Use Cases
Smart Industry
Modern industries rely on Industrial Control Systems (ICSs) for monitoring and controlling industrial processes. They are widely used in industries such as manufacturing, energy, water treatment, and transportation to ensure efficient and reliable operation.
An ICS consists of several components that work together to monitor, control, and manage industrial processes, ensuring efficiency, safety, and reliability. These include: Human-Machine Interfaces, Control Units, Programmable Logic Controllers (PLCs), Networks, Sensors and actuators.
Modern ICSs are increasingly leveraging the edge-to-cloud continuum to enhance operational efficiency, scalability, and real-time decision-making:
Real-Time Processing: Critical tasks are handled at the edge, minimizing delays.
Scalability: Cloud infrastructure handles larger, more complex workloads.
AI/ML Integration: Cloud-hosted models are deployed at the edge for real-time inference.
Smart Cities
The Smart City Use Case focuses on deploying and validating advanced AI and cybersecurity technologies within an urban environment by leveraging the cloud-edge continuum. The goal is to enhance the efficiency, scalability, and security of smart city operations while ensuring compliance with privacy regulations and addressing the needs of diverse stakeholders such as municipalities, law enforcement agencies, and citizens.
Key aspects are:
Multi-modal Sensing and Data Processing: A smart city testbed typically integrates a variety of sensing devices, including cameras, environmental sensors, and audio devices. These devices collect data to support diverse AI tasks such as people/object detection and tracking, traffic monitoring, sound event detection, scene and behavior understanding, and coordination of autonomous vehicles. Data processing occurs across the cloud-edge continuum to ensure real-time decision-making and efficient resource use.

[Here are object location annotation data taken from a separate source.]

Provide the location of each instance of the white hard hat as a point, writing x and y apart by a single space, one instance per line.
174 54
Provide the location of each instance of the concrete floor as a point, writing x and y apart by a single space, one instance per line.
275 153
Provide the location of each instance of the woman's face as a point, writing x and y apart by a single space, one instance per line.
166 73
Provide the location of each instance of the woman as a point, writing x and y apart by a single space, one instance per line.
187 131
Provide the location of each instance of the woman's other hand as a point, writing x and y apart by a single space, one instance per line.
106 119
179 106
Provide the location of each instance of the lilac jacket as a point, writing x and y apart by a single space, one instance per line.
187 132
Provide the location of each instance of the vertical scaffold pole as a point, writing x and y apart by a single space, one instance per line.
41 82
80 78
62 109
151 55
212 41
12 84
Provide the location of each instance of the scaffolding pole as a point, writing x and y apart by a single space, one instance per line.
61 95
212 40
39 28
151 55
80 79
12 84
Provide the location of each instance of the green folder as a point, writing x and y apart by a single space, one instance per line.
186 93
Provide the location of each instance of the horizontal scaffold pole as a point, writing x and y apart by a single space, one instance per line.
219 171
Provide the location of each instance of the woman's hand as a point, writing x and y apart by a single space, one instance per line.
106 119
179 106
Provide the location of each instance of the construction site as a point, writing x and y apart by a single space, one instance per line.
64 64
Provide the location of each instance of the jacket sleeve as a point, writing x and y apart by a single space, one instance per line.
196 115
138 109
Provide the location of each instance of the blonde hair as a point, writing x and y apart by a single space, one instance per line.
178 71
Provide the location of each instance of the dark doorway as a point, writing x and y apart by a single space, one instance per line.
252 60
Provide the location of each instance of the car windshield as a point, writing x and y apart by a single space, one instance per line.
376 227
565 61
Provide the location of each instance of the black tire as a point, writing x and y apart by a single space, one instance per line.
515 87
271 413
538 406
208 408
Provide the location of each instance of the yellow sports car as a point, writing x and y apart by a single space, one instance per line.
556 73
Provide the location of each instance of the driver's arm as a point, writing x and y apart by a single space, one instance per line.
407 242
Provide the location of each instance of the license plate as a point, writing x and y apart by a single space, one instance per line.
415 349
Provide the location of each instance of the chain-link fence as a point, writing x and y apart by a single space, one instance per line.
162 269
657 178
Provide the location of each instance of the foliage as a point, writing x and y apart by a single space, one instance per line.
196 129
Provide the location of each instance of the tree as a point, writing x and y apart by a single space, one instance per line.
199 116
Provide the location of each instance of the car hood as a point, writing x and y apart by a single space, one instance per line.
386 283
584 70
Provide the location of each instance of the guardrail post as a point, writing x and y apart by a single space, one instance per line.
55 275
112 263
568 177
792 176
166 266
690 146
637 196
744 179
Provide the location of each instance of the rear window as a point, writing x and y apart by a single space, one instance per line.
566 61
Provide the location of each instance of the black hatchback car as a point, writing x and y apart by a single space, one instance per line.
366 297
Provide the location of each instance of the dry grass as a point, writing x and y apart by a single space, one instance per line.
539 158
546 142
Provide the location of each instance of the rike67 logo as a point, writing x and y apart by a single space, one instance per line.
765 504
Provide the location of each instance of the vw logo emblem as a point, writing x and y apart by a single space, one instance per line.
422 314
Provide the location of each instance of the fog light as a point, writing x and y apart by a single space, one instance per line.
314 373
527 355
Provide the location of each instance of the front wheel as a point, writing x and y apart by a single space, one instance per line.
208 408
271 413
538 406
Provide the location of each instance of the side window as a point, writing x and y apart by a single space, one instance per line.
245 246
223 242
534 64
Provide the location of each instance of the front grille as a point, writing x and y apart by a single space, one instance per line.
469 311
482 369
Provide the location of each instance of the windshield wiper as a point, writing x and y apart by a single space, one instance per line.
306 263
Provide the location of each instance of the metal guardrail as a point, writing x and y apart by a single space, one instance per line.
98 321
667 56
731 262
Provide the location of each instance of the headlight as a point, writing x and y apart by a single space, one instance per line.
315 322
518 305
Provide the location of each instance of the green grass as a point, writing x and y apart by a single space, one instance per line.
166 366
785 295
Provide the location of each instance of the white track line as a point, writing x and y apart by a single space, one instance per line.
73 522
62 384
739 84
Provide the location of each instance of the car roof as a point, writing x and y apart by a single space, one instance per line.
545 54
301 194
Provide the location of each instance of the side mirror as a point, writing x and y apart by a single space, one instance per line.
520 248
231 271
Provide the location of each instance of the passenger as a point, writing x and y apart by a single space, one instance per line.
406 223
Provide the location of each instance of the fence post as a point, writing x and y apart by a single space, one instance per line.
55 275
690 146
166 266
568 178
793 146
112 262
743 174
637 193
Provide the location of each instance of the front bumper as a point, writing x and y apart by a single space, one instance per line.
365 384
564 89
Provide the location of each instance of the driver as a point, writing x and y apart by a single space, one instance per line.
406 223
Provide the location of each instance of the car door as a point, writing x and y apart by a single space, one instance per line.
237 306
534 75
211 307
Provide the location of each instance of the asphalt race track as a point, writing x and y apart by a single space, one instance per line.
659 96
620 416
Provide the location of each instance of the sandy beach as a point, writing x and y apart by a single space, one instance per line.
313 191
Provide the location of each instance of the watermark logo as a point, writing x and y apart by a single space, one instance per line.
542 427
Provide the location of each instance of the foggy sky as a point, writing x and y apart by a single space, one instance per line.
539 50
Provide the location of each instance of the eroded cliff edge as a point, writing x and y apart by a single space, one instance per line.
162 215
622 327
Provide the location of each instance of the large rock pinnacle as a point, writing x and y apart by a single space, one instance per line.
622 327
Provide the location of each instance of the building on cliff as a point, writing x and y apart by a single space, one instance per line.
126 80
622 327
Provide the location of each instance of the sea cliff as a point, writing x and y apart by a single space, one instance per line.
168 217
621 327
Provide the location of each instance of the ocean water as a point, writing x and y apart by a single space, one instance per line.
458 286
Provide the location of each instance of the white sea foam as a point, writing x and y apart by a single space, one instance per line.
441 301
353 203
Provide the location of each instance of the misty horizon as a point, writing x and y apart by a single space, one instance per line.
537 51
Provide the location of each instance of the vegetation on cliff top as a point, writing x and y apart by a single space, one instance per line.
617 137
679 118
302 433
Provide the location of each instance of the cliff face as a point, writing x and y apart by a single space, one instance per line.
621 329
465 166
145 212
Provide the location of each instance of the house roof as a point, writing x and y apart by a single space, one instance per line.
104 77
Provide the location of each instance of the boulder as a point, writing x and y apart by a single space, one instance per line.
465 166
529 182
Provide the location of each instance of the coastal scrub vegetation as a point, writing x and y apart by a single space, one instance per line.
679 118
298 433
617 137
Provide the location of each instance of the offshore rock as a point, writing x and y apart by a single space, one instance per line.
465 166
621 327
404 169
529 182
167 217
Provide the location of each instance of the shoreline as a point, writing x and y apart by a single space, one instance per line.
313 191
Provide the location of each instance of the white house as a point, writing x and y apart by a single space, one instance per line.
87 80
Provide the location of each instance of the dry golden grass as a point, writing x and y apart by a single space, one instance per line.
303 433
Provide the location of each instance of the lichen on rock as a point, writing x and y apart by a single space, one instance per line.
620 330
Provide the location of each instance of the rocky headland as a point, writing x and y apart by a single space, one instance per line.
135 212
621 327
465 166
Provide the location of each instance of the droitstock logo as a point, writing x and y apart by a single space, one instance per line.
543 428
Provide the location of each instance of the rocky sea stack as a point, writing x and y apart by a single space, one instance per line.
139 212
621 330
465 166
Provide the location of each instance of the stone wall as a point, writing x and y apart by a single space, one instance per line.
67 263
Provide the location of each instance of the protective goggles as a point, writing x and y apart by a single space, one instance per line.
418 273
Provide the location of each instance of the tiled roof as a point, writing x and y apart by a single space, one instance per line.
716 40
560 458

Heterogeneous infrastructure, data and technology: The testbed requires a scalable, heterogeneous infrastructure that spans from low-power IoT devices at the edge to powerful cloud servers, passing through technology embedded in vehicles. Therefore, the AI tasks and security services must adapt to varying resource availability and operational conditions. Similarly, data heterogeneity must be taken into account.
Privacy-preserving processing. Privacy-by-design principles are central to the development of smart city services, safeguarding sensitive data collected by sensors while enabling stakeholders to access meaningful insights.